The Gods Must Be Crazy
Mystery Park was the brainchild of Erich von Däniken, a Swiss author perhaps best known for his 1968 book Chariots of the Gods, which alleged that aliens visited Earth thousands of years ago, bringing with them the technology needed to create such artifacts as the Nazca lines, the Antikythera mechanism, the pyramids in Egypt, and the statues on Easter Island. Although the book was popular, no one with any scientific credentials took it seriously, and von Däniken was immediately pigeonholed as, shall we say, a fringe theorist. (On the other hand, the book did provide the inspiration for a number of science-fiction movies and TV shows, including Battlestar Galactica. So clearly some good came of it!)
The lack of credibility didn’t stop von Däniken from authoring more than two dozen additional books and selling tens of millions of copies worldwide. After a few decades as a bestselling author, von Däniken had some cash to play with, and he decided to design a theme park that would explore the world’s great mysteries. Not just any mysteries, of course, but those for which von Däniken implied the answer “aliens did it.” The park, built on the site of a former military air base, would be an interactive, hands-on way to spread his ideas in the guise of history, science, and entertainment. Planning began in 1997, and Mystery Park welcomed its first visitors on May 24, 2003.
The park, which was tiny as theme parks go, consisted mainly of seven pavilions or “theme worlds” arranged in a ring. Each pavilion focused on one particular ancient culture and its mysteries. The Vimanas pavilion explored flying machines said to be used in north Indian temples. In the Maya pavilion, visitors learned about the Mayan timekeeping systems, which von Däniken believed to track the calendars of other worlds. The Orient pavilion examined the construction of the Great Pyramid of Giza, while Megastones looked at Stonehenge. There was also a Nazca pavilion, a Contact pavilion about cargo cults, and a Challenge pavilion dealing with space travel to Mars and beyond. An elevated sphere in the center of the park served as an observation tower.
Although von Däniken repeatedly asserted that the park’s goal was to provide questions, not answers, he certainly tried to steer visitors toward accepting his interpretations of things. He helped design the attractions, sold his books at the park, maintained an office on the premises, and regularly interacted with visitors. Critics pointed to his well-known biases as a reason the park didn’t draw more people; even to the extent that some of the exhibits were reasonably objective, skeptical would-be visitors frequently assumed they’d be getting a full dose of UFO mania and little more.

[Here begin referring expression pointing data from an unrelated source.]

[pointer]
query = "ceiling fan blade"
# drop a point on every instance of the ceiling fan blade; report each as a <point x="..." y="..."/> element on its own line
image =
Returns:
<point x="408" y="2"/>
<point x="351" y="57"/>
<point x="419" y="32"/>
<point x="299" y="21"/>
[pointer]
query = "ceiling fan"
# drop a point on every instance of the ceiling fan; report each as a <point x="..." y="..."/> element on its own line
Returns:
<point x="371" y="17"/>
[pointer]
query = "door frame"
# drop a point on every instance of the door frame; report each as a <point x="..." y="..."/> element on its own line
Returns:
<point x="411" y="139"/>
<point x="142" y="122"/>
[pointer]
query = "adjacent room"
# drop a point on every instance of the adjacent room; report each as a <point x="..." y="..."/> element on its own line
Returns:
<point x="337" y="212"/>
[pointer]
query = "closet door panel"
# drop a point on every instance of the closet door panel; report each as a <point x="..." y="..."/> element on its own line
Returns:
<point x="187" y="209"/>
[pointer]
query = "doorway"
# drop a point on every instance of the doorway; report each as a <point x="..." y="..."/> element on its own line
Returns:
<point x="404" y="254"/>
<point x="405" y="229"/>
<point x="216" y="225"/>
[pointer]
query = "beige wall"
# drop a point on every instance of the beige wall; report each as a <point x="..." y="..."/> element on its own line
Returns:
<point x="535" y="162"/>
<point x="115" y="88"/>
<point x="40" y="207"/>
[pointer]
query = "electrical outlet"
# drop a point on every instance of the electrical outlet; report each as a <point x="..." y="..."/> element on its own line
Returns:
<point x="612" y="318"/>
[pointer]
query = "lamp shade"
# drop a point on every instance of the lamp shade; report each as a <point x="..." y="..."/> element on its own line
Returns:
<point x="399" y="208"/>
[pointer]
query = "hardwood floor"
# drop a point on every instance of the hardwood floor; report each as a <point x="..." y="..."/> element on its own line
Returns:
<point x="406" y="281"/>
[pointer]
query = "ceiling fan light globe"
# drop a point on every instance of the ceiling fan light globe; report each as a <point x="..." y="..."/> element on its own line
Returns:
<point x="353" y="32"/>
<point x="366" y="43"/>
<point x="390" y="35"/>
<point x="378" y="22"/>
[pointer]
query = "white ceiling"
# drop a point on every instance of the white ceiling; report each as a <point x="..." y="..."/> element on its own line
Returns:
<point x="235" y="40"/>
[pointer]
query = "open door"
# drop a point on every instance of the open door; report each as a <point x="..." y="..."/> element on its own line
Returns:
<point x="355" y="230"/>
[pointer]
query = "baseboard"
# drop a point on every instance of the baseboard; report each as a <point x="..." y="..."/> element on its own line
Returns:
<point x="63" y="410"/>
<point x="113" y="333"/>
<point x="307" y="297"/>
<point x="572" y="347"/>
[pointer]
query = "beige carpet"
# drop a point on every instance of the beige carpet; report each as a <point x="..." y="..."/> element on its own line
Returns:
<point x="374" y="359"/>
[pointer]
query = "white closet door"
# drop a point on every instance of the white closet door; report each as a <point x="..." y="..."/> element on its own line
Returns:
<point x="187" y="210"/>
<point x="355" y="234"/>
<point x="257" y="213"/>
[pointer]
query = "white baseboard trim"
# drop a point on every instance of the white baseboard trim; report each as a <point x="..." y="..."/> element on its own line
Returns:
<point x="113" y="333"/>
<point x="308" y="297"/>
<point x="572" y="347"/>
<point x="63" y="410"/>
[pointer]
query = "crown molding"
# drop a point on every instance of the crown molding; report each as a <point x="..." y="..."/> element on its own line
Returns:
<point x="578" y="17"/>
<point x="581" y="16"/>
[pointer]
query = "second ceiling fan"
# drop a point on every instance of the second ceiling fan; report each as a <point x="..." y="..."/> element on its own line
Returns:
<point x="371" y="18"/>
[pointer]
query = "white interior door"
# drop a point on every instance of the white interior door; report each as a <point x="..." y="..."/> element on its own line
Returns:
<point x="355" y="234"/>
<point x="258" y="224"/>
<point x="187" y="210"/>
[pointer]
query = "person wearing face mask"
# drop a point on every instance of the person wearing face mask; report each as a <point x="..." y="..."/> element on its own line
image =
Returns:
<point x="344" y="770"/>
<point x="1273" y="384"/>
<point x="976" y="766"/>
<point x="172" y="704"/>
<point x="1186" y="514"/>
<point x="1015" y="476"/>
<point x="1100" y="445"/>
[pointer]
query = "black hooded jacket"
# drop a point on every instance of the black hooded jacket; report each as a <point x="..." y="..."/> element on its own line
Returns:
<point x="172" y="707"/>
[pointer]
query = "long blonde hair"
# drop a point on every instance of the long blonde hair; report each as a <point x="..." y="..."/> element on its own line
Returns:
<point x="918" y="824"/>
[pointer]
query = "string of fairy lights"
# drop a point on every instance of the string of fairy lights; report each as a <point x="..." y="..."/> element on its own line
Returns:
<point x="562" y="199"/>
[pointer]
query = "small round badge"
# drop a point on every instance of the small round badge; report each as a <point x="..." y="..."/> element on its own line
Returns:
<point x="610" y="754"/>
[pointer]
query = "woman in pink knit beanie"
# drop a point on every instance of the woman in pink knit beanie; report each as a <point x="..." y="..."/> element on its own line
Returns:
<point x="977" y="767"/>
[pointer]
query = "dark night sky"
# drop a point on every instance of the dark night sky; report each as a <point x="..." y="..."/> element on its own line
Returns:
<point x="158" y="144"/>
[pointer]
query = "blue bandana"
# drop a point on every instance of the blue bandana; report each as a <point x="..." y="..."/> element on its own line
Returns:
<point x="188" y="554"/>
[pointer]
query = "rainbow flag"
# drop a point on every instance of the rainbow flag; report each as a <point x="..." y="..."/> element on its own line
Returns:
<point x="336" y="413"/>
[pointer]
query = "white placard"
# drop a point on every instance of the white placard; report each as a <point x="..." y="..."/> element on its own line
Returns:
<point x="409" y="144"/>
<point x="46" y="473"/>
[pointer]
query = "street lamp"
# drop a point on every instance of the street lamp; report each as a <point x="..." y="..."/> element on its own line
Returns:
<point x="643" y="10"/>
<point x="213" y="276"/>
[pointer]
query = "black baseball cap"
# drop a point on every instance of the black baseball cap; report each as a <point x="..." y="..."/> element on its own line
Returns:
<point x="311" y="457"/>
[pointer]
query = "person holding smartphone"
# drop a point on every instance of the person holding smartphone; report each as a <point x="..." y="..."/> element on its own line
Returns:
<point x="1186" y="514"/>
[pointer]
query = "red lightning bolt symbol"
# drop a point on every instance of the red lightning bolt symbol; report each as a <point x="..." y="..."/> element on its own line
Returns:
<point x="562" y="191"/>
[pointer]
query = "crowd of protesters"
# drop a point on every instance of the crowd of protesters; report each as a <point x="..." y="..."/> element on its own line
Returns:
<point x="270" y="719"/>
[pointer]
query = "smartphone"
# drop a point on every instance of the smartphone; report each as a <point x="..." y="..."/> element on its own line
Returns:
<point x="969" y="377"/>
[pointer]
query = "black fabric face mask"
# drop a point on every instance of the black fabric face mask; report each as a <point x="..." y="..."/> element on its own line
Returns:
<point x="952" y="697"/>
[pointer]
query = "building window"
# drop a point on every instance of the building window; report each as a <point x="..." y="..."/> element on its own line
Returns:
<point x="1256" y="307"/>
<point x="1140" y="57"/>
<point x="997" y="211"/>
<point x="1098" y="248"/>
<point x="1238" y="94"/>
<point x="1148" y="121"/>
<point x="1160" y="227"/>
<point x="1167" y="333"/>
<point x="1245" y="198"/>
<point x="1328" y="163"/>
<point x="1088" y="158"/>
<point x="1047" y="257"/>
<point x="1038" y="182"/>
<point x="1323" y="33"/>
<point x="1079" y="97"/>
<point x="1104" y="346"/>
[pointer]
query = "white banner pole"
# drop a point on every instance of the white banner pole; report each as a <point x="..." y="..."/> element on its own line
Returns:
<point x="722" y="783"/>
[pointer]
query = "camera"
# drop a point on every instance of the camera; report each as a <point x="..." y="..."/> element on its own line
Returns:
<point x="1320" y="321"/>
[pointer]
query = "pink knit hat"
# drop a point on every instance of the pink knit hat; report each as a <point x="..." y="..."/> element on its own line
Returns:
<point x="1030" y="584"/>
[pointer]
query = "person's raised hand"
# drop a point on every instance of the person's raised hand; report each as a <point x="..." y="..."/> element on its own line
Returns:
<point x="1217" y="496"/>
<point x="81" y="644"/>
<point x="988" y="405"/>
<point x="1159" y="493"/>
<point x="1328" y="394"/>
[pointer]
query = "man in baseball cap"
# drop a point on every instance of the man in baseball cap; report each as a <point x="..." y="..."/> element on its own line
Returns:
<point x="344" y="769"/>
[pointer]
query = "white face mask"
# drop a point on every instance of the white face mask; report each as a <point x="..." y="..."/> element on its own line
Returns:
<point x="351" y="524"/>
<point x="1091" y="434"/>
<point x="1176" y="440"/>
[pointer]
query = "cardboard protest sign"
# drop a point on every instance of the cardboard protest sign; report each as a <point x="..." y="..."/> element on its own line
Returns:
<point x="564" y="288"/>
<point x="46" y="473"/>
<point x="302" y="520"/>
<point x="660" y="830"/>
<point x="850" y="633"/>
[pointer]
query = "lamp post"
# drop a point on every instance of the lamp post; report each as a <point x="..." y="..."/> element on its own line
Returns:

After trying unsuccessfully to stave off creditors for months, the park eventually declared bankruptcy and closed. Analysts blamed everything from an underperforming stock market to the fact that the exhibits never changed, discouraging repeat visits. But a large part of the reason for the park’s failure seems to have been that there’s only so much to say about von Däniken’s theories and so many people who will listen to them, no matter how entertaining the multimedia presentations may be for their kids.
Aliens vs. Zombies
I assumed that was that, but amazingly, the property was purchased by a company called New Inspiration Inc., renamed Junkfrau Park, and reopened for the summer 2009 season, with the fairly modest goal of attracting 500 visitors per day (compared to the 500,000 annual visitors the park had initially projected). It has been open every summer since then; a children’s area called Mysty Land is open year-round. The core of the park, now referred to as Mystery World, appears to be pretty much the same as it was in 2006, and despite the park’s new ownership, it still features monthly lectures by von Däniken and continues to sell his books in the gift shop, so one thing that clearly has not changed (for better or worse) is his influence.
I’ve never visited Mystery Park myself—and haven’t read any of von Däniken’s books—all my opinions have been formed second-hand. (The TripAdvisor reviews are worth reading.) To be sure, I’ve got to give props to anyone with the resources, vision, and influence to create his own theme park. As for the content, what can I say? I liked The X-Files as much as the next person; conspiracy theories and stories of alien visitors are nothing if not entertaining. But I enjoy those stories as fiction, and I hope I know enough to separate entertainment from reality. On the other hand, I would have given Mystery Park a 0% chance of resurrection, and still can’t quite believe it. Was the park’s comeback the work of aliens? I haven’t yet found a more plausible explanation.